Je change souvent, et vais possiblement continuer, de thèmes ces temps-ci. J’ai des états d’âme variés depuis la fin de mon emploi d’été et le début de la nouvelle session.

J’ai des sentiments positifs, car j’ai vécu l’un, sinon « le », plus bel été de ma vie et que ça continuera tout l’hiver à temps partiel. Car j’ai l’assurance que je vais de nouveau avoir cet emploi l’été prochain, avec plus d’autonomie.

Car je me suis acheté une nouvelle voiture – et non une voiture neuve – que j’adore pour l’instant. Ce n’est pas une voiture de luxe ni un modèle sport à faire des spectacles de fumée (je préfère écrire ça que des show de boucane), mais elle me convient très bien. C’est une petite Hyundai – dire que j’ai déjà honni cette marque de voiture, mais elle s’est considérablement améliorée depuis le nouveau millénaire – Elantra à hayon 2002.

Car j’ai réglé mes problèmes créanciers. J’ignore si les agences avec lesquelles j’ai transigé veulent me faire payer mes atermoiements, mais j’attends toujours mes lettres de quittance!

J’ai aussi des sentiments négatifs, car mon frère a connu de nouveaux problèmes de santé au début de septembre. Un autre séjour à l’hôpital. Un séjour moins agréable pour les proches, parce qu’il est désormais entre les mains d’une ressource familiale moins alerte que la précédente. Heureusement, il est de retour chez lui depuis jeudi dernier.

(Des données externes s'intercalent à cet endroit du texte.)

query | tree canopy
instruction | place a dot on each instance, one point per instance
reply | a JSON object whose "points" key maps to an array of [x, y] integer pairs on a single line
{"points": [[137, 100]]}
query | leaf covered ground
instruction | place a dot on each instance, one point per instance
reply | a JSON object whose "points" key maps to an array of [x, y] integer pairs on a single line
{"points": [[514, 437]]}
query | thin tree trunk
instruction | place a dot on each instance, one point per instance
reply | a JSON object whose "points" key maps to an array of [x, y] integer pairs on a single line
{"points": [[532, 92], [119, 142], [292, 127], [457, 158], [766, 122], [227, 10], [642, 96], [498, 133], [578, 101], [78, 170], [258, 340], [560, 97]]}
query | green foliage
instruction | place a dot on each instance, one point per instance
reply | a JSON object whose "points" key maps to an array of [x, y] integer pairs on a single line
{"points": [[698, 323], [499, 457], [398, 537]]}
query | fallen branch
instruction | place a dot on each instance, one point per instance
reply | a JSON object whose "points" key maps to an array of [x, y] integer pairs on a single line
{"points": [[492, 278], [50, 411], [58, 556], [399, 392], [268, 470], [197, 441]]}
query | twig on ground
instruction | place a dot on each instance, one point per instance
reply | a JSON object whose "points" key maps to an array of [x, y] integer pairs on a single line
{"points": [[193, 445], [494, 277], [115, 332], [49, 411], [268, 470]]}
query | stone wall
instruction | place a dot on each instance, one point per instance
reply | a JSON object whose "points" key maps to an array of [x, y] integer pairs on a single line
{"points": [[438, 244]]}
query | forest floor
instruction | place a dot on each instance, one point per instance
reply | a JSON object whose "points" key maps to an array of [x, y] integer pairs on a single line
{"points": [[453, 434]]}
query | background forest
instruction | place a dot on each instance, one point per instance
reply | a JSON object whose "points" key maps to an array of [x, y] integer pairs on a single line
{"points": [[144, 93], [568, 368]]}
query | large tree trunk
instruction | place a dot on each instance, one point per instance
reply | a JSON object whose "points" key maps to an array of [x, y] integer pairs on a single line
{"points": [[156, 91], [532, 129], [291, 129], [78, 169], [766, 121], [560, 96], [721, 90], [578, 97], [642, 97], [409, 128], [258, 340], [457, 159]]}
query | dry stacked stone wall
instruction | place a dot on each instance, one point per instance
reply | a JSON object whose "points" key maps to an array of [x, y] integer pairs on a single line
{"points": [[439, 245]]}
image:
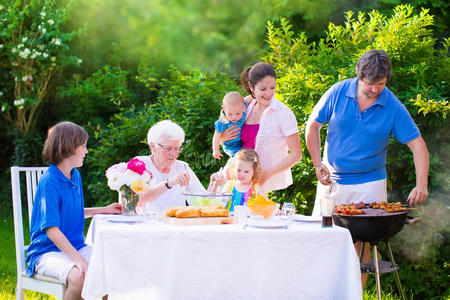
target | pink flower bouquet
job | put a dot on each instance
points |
(133, 175)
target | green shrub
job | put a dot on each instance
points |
(96, 98)
(420, 80)
(192, 100)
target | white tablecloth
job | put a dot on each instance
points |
(163, 261)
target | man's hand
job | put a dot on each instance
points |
(417, 195)
(217, 154)
(323, 174)
(82, 265)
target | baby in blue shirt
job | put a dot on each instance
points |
(232, 113)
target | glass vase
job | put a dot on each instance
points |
(129, 201)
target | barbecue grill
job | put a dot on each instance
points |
(374, 226)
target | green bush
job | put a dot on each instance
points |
(192, 100)
(420, 80)
(96, 98)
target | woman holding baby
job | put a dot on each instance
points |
(270, 128)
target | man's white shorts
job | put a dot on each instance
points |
(58, 264)
(374, 191)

Car bien que je ne regrette absolument pas l’achat de ma voiture, ceci a eu un impact sur mes finances du mois de septembre. Les conséquences sont non négligeables et m’ont amené à un litige avec mon institution financière principale. D’où la devinette cynique de mon précédent billet.

Car faire le deuil de 10 ans d’animation scoute, ça ne se fait pas en criant ciseau dans mon cas. Je ressasse les souvenirs, très bons pour la plupart, tout en m’inquiétant pour l’avenir du groupe où j’animais. J’espère que mes successeurs auront du succès. Toutefois, c’est surtout de savoir que bien des amitiés tournaient essentiellement autour du scoutisme et que je vais perdre des gens sympathiques de vue. C’est déjà commencé, d’ailleurs!

Je ne suis pas malheureux, loin de là. Je sens que je chemine vers une meilleure vie, mais c’est un chemin inconnu, rempli de surprises avec lesquelles je n’ai pas nécessairement l’habitude de négocier. Je me cherche un peu dans cette nouvelle réalité, aussi généralement positive peut-elle être.